En décembre 2014, le Comité pour la réparation déposait son initiative visant à créer un fonds de 500 millions de francs pour dédommager les enfants placés abusivement. (DR)

« Au début de l’été 1954, un dimanche, mes cinq frères et sœurs ont été arrachés de la table familiale. Pas le temps de faire ses adieux qu’on nous a emmenés dans trois voitures et trois foyers différents. Par chance, nous avons pu, par la suite, nous retrouver tous ensemble dans la même maison. La devise de l’époque était que dès que les enfants pouvaient travailler, ils devaient aller à la ferme», raconte Ueli Schärrer, membre actif du POP Bienne et syndicaliste.

Tout comme des dizaines de milliers d’autres personnes, le militant a subi un placement forcé, une pratique que la Suisse a mené durant tout le 20e siècle, jusque dans les années 80, pour les orphelins, les enfants retirés à leurs familles, souvent monoparentales, jugées incapables de les élever ou les femmes célibataires issues de familles victimes de discrimination économique. Outre le placement ou l’adoption de force, leur gestion administrative se déroulait dans des institutions fermées et des prisons.

En décembre 2014, une initiative populaire sur la réparation a été déposée. Elle demandait la création d’un fonds de 500 millions de francs afin de dédommager les enfants placés abusivement. «Seuls 300 millions ont été versés», relève Ueli Schärrer. Cela est lié au fait que le Conseil fédéral et le Parlement ont déposé un contreprojet à l’initiative sous la forme d’une Loi fédérale sur les mesures de coercition à des fins d’assistance et les placements extra-familiaux antérieurs à 1981 (LMCFA).

L’initiative populaire retirée, la loi est entrée en vigueur le 1er avril 2017. Les personnes concernées pouvaient déposer une demande de contribution de solidarité, se montant au maximum à 25’000 francs, dans un délai d’un an.

Des montagnes de fichiers

«Dans un premier rapport d’enquête, on mentionnait le chiffre de 60’000 personnes affectées par la mesure, puis il est descendu à 15’000 et on se retrouve maintenant avec seulement 9’018 personnes enregistrées. Il n’est pas acceptable
qu’une clarification superficielle conduise à ce que le surplus du fonds revienne finalement à la caisse fédérale», explique Ueli Schärrer.

«En ce qui me concerne, j’ai reçu une montagne de dossiers qui contenaient tout ce qu’il fallait, triés avec soin et classés dorénavant aux Archives fédérales. J’ai appris que les autorités m’avaient suivi jusqu’après l’école de recrues. Le tout à mon insu», précise encore le militant.

Informations contradictoires

Le harcèlement des victimes a pris un tour nouveau à l’occasion du versement des indemnités. Comme l’a monté l’émission Kassensturz, une personne recevant l’indemnisation pouvait voir le montant de sa rente AVS, de ses Prestations complémentaires ou de son aide sociale réduite en conséquence. Ainsi en va-t-il pour l’octogénaire Lily M. Du fait de son indemnisation, la caisse cantonale lui a demandé un remboursement de 2’731 francs et lui a réduit sa rente mensuelle de moitié.

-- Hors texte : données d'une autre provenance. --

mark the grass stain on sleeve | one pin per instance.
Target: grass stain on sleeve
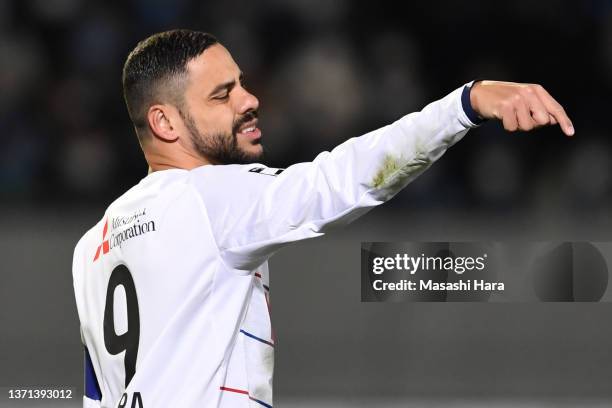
(394, 170)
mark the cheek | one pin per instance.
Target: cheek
(215, 121)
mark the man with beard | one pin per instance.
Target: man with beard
(172, 283)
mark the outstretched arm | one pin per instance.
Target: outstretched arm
(307, 199)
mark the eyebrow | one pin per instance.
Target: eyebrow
(226, 85)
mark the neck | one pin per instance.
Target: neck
(174, 160)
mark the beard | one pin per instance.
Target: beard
(222, 147)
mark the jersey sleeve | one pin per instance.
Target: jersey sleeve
(308, 199)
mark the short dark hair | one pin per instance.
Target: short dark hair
(155, 70)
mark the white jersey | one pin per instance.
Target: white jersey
(172, 284)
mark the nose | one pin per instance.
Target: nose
(247, 101)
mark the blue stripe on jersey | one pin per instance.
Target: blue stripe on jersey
(467, 107)
(92, 389)
(246, 333)
(260, 402)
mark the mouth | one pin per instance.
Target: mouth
(249, 130)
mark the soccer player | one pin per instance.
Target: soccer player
(171, 284)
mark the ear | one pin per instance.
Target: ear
(162, 122)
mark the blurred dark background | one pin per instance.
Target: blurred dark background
(325, 71)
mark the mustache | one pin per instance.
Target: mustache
(247, 117)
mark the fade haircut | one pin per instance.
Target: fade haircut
(156, 71)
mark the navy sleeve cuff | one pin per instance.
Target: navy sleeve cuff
(467, 106)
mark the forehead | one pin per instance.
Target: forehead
(213, 67)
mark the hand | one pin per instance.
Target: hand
(519, 106)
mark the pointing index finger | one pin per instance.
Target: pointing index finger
(556, 111)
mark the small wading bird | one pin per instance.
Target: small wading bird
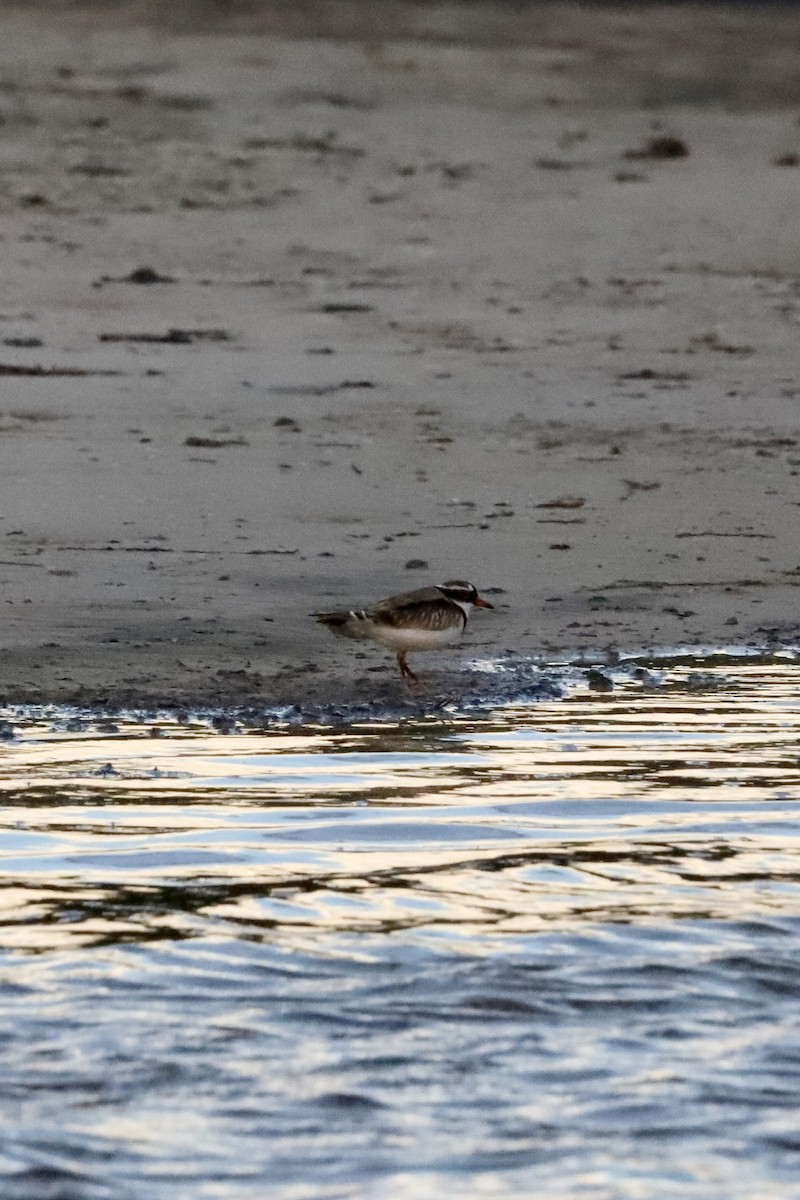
(426, 619)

Selon la fiche d’information de l’Office fédéral de la justice (OFJ) destinée aux autorités, ces coupes sont possibles si la contribution de solidarité, additionnée au patrimoine personnel, dépasse la somme de 37’500 francs. La brochure de l’OFJ à l’intention des personnes concernées dit pourtant le contraire.

Afin de résoudre cette confusion et cette contradiction, les parlementaires auront à se prononcer une modification de la LMCFA. Une initiative parlementaire de la Commission de la sécurité sociale du Conseil des Etats demande qu’un projet soit élaboré «pour garantir que la réparation due aux anciens enfants placés de force et aux personnes placées par décision administrative ne compromette pas leur droit aux prestations complémentaires». Elle sera soumise à la session d’hiver aux deux conseils. Seule l’UDC s’y oppose.